Die
weiße Logik
Der Trunksucht letzter Schluss
Inhalt / Worum es geht
Bis
zu seiner Begegnung mit der Droge steht der junge Harald immer außen
vor. Der vermeintliche Konkurrenzkampf mit seinen Brüdern lässt
ihn zaudern und nährt seine Angst davor, am Leben teilzunehmen.
Aus sicherer Entfernung beobachtet er seine Mitmenschen, die Spielkameraden,
später die Mitschüler. In einem Augenblick der Unachtsamkeit
beleidigt er seinen Lehrer und es kommt zum Eklat, der ihn plötzlich
in den Mittelpunkt des Geschehens stellt. Der aufflackernde Mut
löst sein erstes Gelage aus, in Gesellschaft mit seinem Kameraden
Hein: ein prägendes Ereignis, das zum Fundament einer langen
Freundschaft wird.
„Der Rausch wurde stärker – Harald
und Hein wurden Freunde. Ja, als der tapfer hinuntergewürgte
Alkohol Harald vollends ins Blut schoss, brach die Larve auf. Zum
ersten Mal plauderte er rücksichtslos, ohne Vorbehalt, ohne
Respekt, einfach so. Jetzt wollte er seinem Kameraden nichts mehr
beweisen, stand nicht in Konkurrenz zu irgendjemandem, sondern sah
in seinem lallenden Gegenüber den ersten wahren Freund und
Leidensgenossen.
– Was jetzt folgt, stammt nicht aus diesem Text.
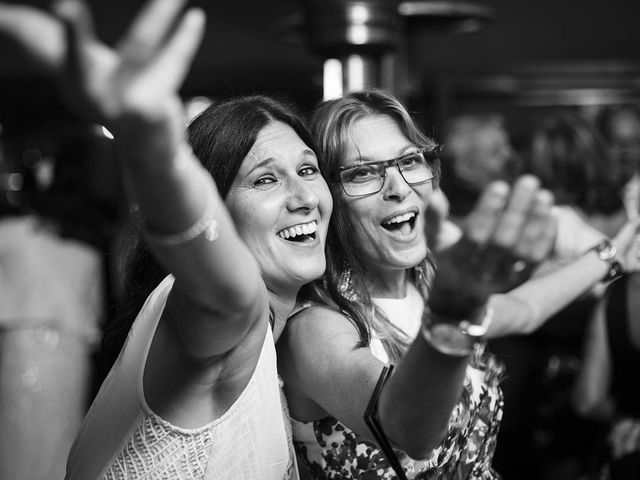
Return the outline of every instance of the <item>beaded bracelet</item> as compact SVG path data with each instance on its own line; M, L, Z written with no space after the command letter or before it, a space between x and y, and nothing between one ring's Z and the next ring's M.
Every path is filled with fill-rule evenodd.
M190 151L190 149L189 149ZM190 153L193 155L193 152ZM179 156L181 157L176 163L178 164L178 168L183 168L183 164L185 163L185 159L183 157L184 151L181 150L179 152ZM134 205L131 208L131 213L134 217L134 221L141 226L141 230L145 236L145 238L156 245L161 245L164 247L176 247L179 245L183 245L195 238L198 238L200 235L204 234L204 237L213 242L218 238L218 222L215 218L216 213L216 201L215 195L213 194L213 189L215 188L215 184L213 182L213 178L209 175L208 172L202 170L202 179L206 183L206 192L205 195L207 197L207 203L205 204L204 210L200 218L198 218L193 225L186 228L185 230L177 233L160 233L149 229L146 225L142 216L140 214L140 209L137 205Z

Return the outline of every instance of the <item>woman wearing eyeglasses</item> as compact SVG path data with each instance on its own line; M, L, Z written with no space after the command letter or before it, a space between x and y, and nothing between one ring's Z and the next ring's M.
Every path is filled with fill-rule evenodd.
M435 272L425 233L440 201L435 143L377 90L324 103L311 127L334 213L324 282L278 345L298 453L317 479L499 478L501 367L483 336L530 331L609 263L590 253L550 287L513 289L555 232L551 195L529 176L511 194L489 186Z

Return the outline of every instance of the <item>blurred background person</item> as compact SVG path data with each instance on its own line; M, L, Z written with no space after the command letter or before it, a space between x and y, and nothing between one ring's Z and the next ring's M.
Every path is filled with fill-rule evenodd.
M590 320L573 388L577 412L602 423L594 478L640 478L640 275L613 283Z
M469 213L489 183L511 183L520 171L520 157L500 115L465 114L449 121L444 134L442 188L454 219Z
M524 158L526 170L554 194L557 204L553 256L538 274L612 238L627 221L622 194L633 172L616 162L594 125L577 112L543 118ZM496 464L507 478L520 471L520 462L512 459L523 449L534 466L520 478L576 476L590 468L589 452L600 430L574 414L570 385L587 320L602 291L597 288L573 302L529 338L492 345L511 372L504 382L507 408L496 452Z
M107 252L117 209L108 195L112 175L100 173L111 149L78 124L5 133L0 478L62 478L94 391L110 297Z
M625 184L624 202L629 216L640 211L640 106L623 104L607 106L596 116L596 126L607 141L611 156L623 176L631 176ZM629 174L629 172L631 172Z

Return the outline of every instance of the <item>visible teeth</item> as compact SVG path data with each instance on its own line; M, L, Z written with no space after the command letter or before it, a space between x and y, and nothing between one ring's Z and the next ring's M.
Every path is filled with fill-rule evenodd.
M293 227L288 227L278 232L278 236L280 238L284 238L285 240L288 238L297 237L298 235L310 235L318 231L318 224L314 220L313 222L303 223L300 225L295 225Z
M402 222L406 222L411 220L413 217L416 216L415 212L409 212L409 213L405 213L404 215L397 215L395 217L393 217L391 220L388 220L384 223L389 224L389 223L402 223Z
Ein grelles, weißes Licht blendete ihn angenehm,
als er fühlte, wie ihn der Alkohol ins Leben stupste. Harald
plumpste hinein ins satte Wohlbefinden, ebenso wie er zum Abschluss
der ersten Sauforgie völlig umnebelt von der Sessellehne fiel.“
Harald lernt, dass der Alkohol eine Macht ist, ein gewaltiger Dämon,
der ihm hilft, ins Leben einzutauchen, teilzunehmen an den Dingen,
die da um ihn herum vorgehen. Sein Erlebnisraster wird gespalten
in betrunken und nüchtern – teilnehmen oder im Abseits
stehen. Er fällt längst noch nicht aus dem Rahmen, sondern
verharrt zunächst weiterhin bescheiden in seiner Ecke. Aber
die Erfahrung ist nun einmal da, und er weiß, dass es das
Elixier gibt, den Stoff, der seine Träume Wirklichkeit werden
lässt.
„Bisher hatte es nur ein Leben gegeben, ungespalten
homogen, weder positiv noch negativ, weder schön noch hässlich,
sondern einfach nur das einzig bekannte, mittelmäßige
Dasein. Und plötz-lich konnte er dieser Realität eine
andere entgegensetzen, eine vom Rausch verzerrte, bizarre Welt,
die der vom Alkohol ge-streichelte Verstand kreierte. Der Gegensatz
zwischen seinen Tagträumen und der durchlittenen Realität
übertrug sich auf eine neue Schablone, die dasselbe Entweder-oder-Prinzip
mit anderen Argumenten besetzte: entweder nüchtern oder betrunken.“
Der Oberschüler Harald ist Idealist. Ein nach Gerechtigkeit
schreiender Rebell. Während des ersten Semesters an der Uni
steht Harald am Zenit seiner Selbstüberschätzung. Jetzt,
so glaubt er, beginnt das Leben – und er will es in vollen
Zügen saufen. Alles oder nichts.
„Es folgen die schönen Jahre im Sonnenschein
der Illusionen, die Harald sich auf sein Banner schrieb, nachdem
er die Flügel entfaltet und hochmütig trunken, scheinbar
vor allen niederen Anfechtungen gefeit, ins Leben hinaustrat, teilzunehmen
an den Dingen, die da um ihn herum vorgingen. Frisch ans Werk, Harald,
Du bist jung, Du bist gesund, prost.“
Doch dann schlägt das Schicksal ein und zertrümmert den
Wehrlosen, der nicht einmal ahnte, wie wehrlos er war. Die Freundin
lässt ihn fallen und die Gesellschaft fordert ihren Tribut
mit der Einberufung zum Wehrdienst. Harald versteht die Welt nicht
mehr, verwirft allen Idealismus und entlarvt das Leben als einen
nichtigen Kompensationsprozess, in dem alles nur dem Art-erhaltungstrieb
gehorcht. Alle Ideale dienen jetzt in Wahrheit nur dem Überleben
der Gattung. Sie wurden ritualisiert, um das Ego zu unterdrücken.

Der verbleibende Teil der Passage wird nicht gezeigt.